UArctic is a child of the Arctic Council cooperation, which in turn is one of the outcomes of the 1987 Murmansk speech by the Soviet leader Mikhail Gorbachev – the speech that led to a surge in East-West collaboration in the Arctic.
Over the years Arctic cooperation has expanded from environmental issues to cover many areas of people-to-people, academic and economic cooperation. In spite of recent global challenges the Arctic has remained a zone of peace and cooperation, as stated by president Putin in his annual Arctic Conference. While challenges do have an effect on Arctic cooperation on a daily basis, the will to collaborate remains strong. An example is the new binding agreement on scientific cooperation in the Arctic that has now been ratified by all Arctic countries and came into force in May 2018 as a main result of the US Arctic Council Chairmanship.
Adaptation to climate change and dealing with the impacts of globalization are at the core of a sustainable future of the Arctic.

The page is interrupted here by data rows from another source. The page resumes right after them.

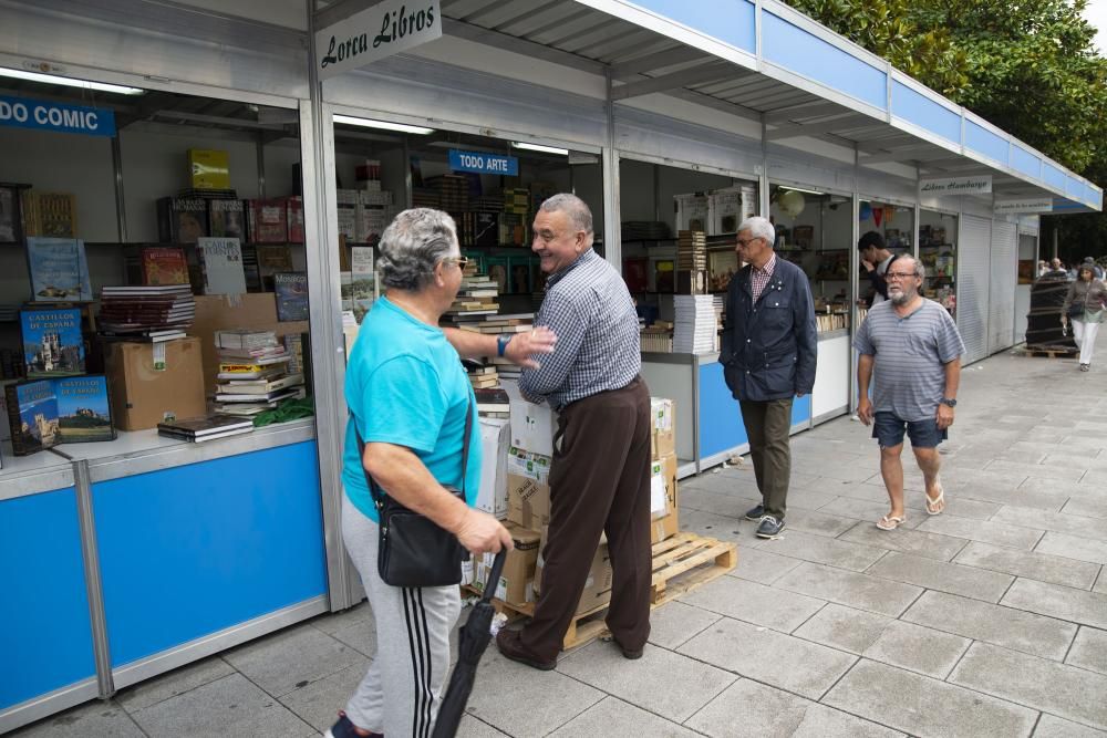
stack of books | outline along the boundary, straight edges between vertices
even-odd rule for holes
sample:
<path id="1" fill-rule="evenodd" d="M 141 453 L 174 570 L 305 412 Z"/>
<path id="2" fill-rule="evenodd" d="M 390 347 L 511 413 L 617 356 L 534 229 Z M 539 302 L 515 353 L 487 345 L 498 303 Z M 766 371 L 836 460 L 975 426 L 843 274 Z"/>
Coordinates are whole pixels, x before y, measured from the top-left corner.
<path id="1" fill-rule="evenodd" d="M 219 373 L 215 407 L 219 413 L 252 416 L 282 399 L 304 396 L 303 374 L 289 372 L 292 354 L 272 331 L 216 331 Z"/>
<path id="2" fill-rule="evenodd" d="M 100 293 L 100 333 L 106 339 L 159 343 L 185 337 L 196 318 L 188 284 L 105 287 Z"/>
<path id="3" fill-rule="evenodd" d="M 703 354 L 715 350 L 718 318 L 710 294 L 677 294 L 673 298 L 675 321 L 673 352 Z"/>
<path id="4" fill-rule="evenodd" d="M 232 415 L 211 415 L 189 420 L 166 420 L 157 424 L 157 435 L 193 444 L 238 436 L 254 430 L 254 420 Z"/>

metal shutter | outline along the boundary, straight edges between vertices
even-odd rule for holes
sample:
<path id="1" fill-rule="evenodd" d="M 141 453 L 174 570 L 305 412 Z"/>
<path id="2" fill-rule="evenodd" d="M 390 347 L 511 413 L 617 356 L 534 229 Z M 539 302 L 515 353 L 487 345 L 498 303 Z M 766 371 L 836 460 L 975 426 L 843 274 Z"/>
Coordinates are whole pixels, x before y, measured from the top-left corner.
<path id="1" fill-rule="evenodd" d="M 1015 344 L 1015 283 L 1018 277 L 1018 228 L 992 222 L 992 281 L 987 291 L 987 353 Z"/>
<path id="2" fill-rule="evenodd" d="M 962 362 L 987 356 L 987 282 L 991 278 L 992 221 L 961 216 L 958 241 L 958 330 L 965 342 Z"/>

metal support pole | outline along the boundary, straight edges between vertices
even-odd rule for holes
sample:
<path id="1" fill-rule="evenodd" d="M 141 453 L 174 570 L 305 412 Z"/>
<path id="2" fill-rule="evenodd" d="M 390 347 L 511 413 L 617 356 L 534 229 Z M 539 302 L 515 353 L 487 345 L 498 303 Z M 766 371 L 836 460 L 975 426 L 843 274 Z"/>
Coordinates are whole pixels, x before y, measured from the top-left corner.
<path id="1" fill-rule="evenodd" d="M 81 523 L 81 554 L 84 559 L 84 585 L 89 596 L 96 688 L 101 699 L 110 699 L 115 694 L 115 682 L 112 678 L 112 653 L 107 643 L 104 591 L 100 581 L 100 549 L 96 545 L 96 518 L 92 509 L 92 475 L 89 472 L 87 459 L 73 460 L 73 487 Z"/>

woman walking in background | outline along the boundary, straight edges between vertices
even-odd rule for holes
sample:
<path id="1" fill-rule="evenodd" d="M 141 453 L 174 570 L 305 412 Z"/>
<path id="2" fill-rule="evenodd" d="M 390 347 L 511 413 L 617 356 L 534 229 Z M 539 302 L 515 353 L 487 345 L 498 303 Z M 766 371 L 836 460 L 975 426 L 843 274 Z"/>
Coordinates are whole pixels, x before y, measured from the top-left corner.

People-to-people collaboration is crucial if we are to find solutions that bring hope and prosperity for the coming generations, while still preserving the qualities of the strong northern cultures. It is also essential that we who work in and for the Arctic take to heart the importance of northern relevance in education and training of professionals, academics and future leaders of the North. UArctic is the framework for such joint efforts, and we will continue to build locally and regionally relevant tools that enable collaboration between people and institutions of the North.
During a time when international politics challenge the Arctic collaboration, it is more important than ever that the academic community become flagbearers for science diplomacy. When we are successful there is also hope for the governmental collaboration in the Arctic, and the Arctic can continue to grow as a zone of peace and collaboration where people, governments, regional authorities and academia all contribute to our common future.
The successful Arctic Council is indeed a worthy Nobel Peace Prize nominee, and with continued success it can serve as a model for many other regions in the world.